Back to tulips: though inventing a new tulip does not inflate existing tulips, any level of public support for that tulip dilutes everyone's confidence in the original tulip, and creates two more unstable tulip currencies vs just the one. This is because everyone has just a bit more doubt on which one they should hold.

"But that's decentralized then. If people lose confidence in one of those tulips - good thing you diversified in both.". Sure, except for losing confidence in one is likely to create a cascading effect of lack of confidence in the others as the public starts to rightfully doubt their magical belief that a useless commodity is valuable. Same panics happen with banks. And a big plethora of smaller currencies means the initial dominos of the panic are that much easier to push over - leading to the possibility of the entire market wiping. Tulips all the way down.

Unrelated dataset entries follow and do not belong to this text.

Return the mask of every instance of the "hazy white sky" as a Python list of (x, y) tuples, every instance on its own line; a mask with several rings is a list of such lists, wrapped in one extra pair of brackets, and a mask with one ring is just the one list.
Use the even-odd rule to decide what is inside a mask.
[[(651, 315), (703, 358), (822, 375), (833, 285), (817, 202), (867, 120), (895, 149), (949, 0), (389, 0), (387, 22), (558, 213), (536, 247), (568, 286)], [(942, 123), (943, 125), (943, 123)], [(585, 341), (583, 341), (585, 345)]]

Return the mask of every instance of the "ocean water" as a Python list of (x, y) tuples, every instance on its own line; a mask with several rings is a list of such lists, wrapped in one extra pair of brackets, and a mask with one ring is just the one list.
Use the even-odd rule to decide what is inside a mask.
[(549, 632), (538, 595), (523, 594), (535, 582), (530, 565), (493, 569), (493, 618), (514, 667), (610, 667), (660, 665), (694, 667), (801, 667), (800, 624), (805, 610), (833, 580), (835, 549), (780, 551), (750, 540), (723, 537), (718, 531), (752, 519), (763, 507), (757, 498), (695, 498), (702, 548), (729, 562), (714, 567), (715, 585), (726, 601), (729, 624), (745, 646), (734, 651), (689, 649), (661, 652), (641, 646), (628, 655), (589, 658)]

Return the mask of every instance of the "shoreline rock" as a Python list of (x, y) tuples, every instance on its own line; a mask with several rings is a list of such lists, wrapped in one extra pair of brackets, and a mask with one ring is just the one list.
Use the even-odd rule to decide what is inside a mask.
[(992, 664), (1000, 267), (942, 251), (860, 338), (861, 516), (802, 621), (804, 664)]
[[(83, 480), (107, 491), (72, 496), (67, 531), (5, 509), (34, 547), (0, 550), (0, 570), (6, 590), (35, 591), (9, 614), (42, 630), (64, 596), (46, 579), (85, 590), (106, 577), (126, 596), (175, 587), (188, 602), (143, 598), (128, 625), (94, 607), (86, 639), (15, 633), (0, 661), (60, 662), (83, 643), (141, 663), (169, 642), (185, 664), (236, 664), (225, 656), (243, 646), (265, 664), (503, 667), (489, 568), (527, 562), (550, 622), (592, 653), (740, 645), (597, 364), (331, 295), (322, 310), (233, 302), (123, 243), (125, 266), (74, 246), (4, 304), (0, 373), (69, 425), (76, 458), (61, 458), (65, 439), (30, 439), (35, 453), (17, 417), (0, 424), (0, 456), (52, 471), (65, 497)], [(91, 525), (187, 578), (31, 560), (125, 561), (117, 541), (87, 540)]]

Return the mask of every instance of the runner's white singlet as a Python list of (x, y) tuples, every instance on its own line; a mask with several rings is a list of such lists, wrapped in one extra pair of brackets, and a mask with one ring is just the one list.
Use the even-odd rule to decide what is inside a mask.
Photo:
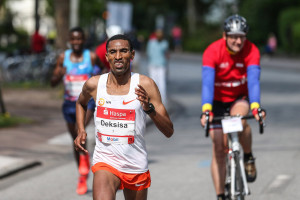
[(146, 114), (135, 94), (140, 76), (131, 74), (127, 95), (109, 95), (108, 75), (102, 74), (98, 82), (93, 165), (104, 162), (124, 173), (144, 173), (148, 171)]

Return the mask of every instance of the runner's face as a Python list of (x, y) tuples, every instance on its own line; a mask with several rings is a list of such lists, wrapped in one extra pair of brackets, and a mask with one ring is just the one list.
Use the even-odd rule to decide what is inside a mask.
[(134, 58), (134, 50), (130, 51), (127, 40), (112, 40), (108, 44), (106, 60), (109, 62), (112, 73), (125, 74), (130, 70), (130, 61)]
[(74, 52), (80, 52), (83, 49), (84, 37), (81, 32), (74, 31), (70, 34), (70, 44)]
[(245, 44), (246, 36), (245, 35), (225, 35), (224, 39), (226, 40), (227, 47), (229, 50), (238, 53), (240, 52)]

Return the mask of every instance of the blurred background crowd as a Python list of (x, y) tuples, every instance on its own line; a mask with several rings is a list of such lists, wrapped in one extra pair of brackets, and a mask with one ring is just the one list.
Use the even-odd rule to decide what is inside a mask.
[(118, 25), (141, 55), (157, 29), (171, 51), (202, 53), (234, 13), (247, 19), (247, 37), (263, 55), (300, 53), (298, 0), (1, 0), (0, 81), (49, 83), (75, 26), (86, 32), (90, 50), (106, 40), (108, 26)]

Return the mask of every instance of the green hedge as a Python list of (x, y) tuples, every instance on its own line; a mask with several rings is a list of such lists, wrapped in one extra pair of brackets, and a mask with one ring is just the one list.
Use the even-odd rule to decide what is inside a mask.
[(286, 9), (280, 13), (279, 37), (284, 50), (300, 52), (300, 7)]
[(188, 52), (203, 52), (208, 45), (222, 37), (219, 27), (203, 26), (195, 34), (183, 38), (183, 50)]
[(297, 52), (300, 52), (300, 20), (295, 22), (292, 26), (293, 45)]
[(24, 117), (10, 116), (8, 113), (0, 114), (0, 128), (16, 126), (19, 124), (30, 124), (33, 121)]

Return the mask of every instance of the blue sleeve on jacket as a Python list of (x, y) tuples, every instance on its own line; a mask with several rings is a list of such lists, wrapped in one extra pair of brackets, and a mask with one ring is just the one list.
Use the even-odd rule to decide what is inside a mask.
[(215, 85), (215, 69), (209, 66), (202, 67), (202, 105), (213, 104)]
[(248, 93), (250, 103), (260, 103), (260, 66), (250, 65), (247, 68)]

Again, not that this isn't the same process found in conventional finance. There's just additional confidence that there will be (perhaps violent) interventions to stem any such lack of confidence/panic before it becomes critical. And there's been a long history of independent currencies being shut down with the same force due to not wanting to compete.


It's a well-known historical period. Look up "tulip mania". It's not a flattering comparison for crypto.


It is well known, but it is not well understood, especially by those who use it as a comparison for crypto. The popular narrative is akin to a sensationalized tale which is contested by modern research on the subject. There is a misconception of the scope and effect of it, when in reality it was localized to a small number of wealthy merchants engaging in speculation on luxury goods with minimal economic damage overall as opposed to the popular narrative that it was a society wide mania which caused financial ruin for many. Basically the only thing they have in common is that they occurred in wealthy societies.


The number of people who were in tulip mania isn't relevant. Yet, whenever this comparison occurs, people try to debunk a comparison that isn't being made - instead of looking at the actual comparison that is being made.


Instead of being dismissive, could you then explain what is the comparison being made then? I illustrated how they are not very similar but you haven't really given any additional context on what should then be compared.